Katakata.id – Di tengah tuntutan transparansi dan akuntabilitas, komunikasi publik pemerintah kembali diuji. unggahan perayaan ulang tahun Sekretaris Kabinet melalui media sosial resmi Sekretariat Negara memantik kritik luas. Bukan semata soal perayaannya, melainkan soal kepekaan: di mana empati pejabat publik ketika masyarakat sedang menghadapi tekanan ekonomi?

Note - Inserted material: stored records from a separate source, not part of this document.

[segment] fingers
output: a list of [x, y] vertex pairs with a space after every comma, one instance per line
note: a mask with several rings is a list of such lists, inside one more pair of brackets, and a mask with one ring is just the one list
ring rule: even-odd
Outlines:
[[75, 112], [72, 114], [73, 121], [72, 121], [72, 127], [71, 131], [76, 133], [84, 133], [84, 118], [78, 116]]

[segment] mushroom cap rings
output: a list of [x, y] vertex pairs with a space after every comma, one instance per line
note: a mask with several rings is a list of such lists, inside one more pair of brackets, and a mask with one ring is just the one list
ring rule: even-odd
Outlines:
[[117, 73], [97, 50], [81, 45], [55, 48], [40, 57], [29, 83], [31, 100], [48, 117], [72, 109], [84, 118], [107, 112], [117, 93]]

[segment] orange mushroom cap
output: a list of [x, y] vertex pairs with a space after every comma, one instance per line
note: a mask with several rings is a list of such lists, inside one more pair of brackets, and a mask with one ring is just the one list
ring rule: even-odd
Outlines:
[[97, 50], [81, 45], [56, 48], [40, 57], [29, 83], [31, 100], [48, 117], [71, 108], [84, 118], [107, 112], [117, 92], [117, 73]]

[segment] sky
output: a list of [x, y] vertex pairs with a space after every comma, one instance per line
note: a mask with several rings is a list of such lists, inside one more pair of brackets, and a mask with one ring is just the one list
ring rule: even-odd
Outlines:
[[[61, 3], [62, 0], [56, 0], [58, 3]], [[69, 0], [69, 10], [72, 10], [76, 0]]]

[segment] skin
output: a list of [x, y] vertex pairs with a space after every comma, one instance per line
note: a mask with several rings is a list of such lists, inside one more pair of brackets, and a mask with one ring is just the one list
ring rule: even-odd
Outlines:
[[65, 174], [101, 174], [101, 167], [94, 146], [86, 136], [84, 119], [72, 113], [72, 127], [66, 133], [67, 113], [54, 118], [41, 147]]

Reaksi publik tidak lahir dari ruang hampa. Saat pemerintah mendorong efisiensi anggaran, termasuk untuk program strategis seperti Makan Bergizi Gratis (MBG), masyarakat justru dihadapkan pada kenaikan harga, daya beli yang melemah, dan bayang-bayang ketidakpastian global. Dalam konteks seperti ini, simbol kemewahan, siapa pun pelakunya, mudah dibaca sebagai jarak antara elite dan realitas rakyat.
Di sinilah persoalan nirempati menjadi penting. Ini bukan sekadar kelalaian, melainkan kegagalan membaca suasana batin publik. Dalam komunikasi kebijakan, empati adalah fondasi. Tanpanya, pesan kebijakan kehilangan daya ikat moral.
Pemerintah boleh saja menyampaikan bahwa efisiensi anggaran adalah langkah rasional demi menjaga stabilitas fiskal. Namun, pesan itu akan rapuh jika tidak diiringi konsistensi perilaku pejabatnya. Dalam kajian komunikasi publik, ini dikenal sebagai message inconsistency, yaitu ketidaksinkronan antara narasi dan tindakan yang berujung pada erosi kepercayaan.
Masalahnya tidak berhenti pada individu. Ia mencerminkan persoalan yang lebih struktural dalam komunikasi kementerian dan lembaga. Banyak institusi negara masih memandang komunikasi sebagai fungsi administrative, sekadar mendokumentasikan kegiatan, bukan sebagai instrumen strategis kebijakan. Padahal, setiap unggahan di akun resmi negara adalah representasi sikap institusi. Ia membentuk persepsi, memengaruhi legitimasi, dan menentukan sejauh mana kebijakan diterima publik.
Dalam konteks ini, media sosial pemerintah seharusnya menjadi ruang yang peka terhadap situasi sosial. Ketika konten yang ditampilkan justru terasa kontras dengan kondisi mayoritas masyarakat, yang muncul bukan kedekatan, melainkan alienasi. Jarak psikologis antara negara dan warga pun melebar.
Kasus ini bukan yang pertama, dan kemungkinan bukan yang terakhir jika tidak ada pembenahan serius. Literasi komunikasi publik di kalangan pejabat masih perlu diperkuat, terutama dalam hal sensitivitas sosial dan manajemen persepsi. Pejabat publik tidak hanya bekerja membuat kebijakan, tetapi juga mempresentasikan negara di ruang publik.
Karena itu, ada beberapa hal mendesak yang perlu dilakukan. Pertama, setiap institusi perlu memiliki pedoman komunikasi yang jelas, termasuk dalam mengelola konten media sosial resmi. Kedua, penting menanamkan kesadaran bahwa setiap tindakan pejabat memiliki implikasi sosial-politik. Ketiga, empati harus menjadi bagian dari etika jabatan publik, bukan sekadar nilai tambahan.
Pada akhirnya, kepercayaan publik adalah fondasi utama pemerintahan. Ia tidak dibangun dari retorika, melainkan dari konsistensi antara kata dan tindakan. Dalam situasi ekonomi yang penuh tekanan, publik tidak menuntut kesempurnaan, tetapi kepekaan.
Ketika empati absen dari layar resmi negara, yang dipertaruhkan bukan hanya citra, tetapi juga legitimasi. Dan dalam kondisi global yang tidak menentu, kehilangan legitimasi adalah risiko yang terlalu besar untuk diabaikan.(***)
Oleh: Resty Widyanty, M.A. , Dosen Program Studi Ilmu Komunikasi Universitas Bangka Belitung.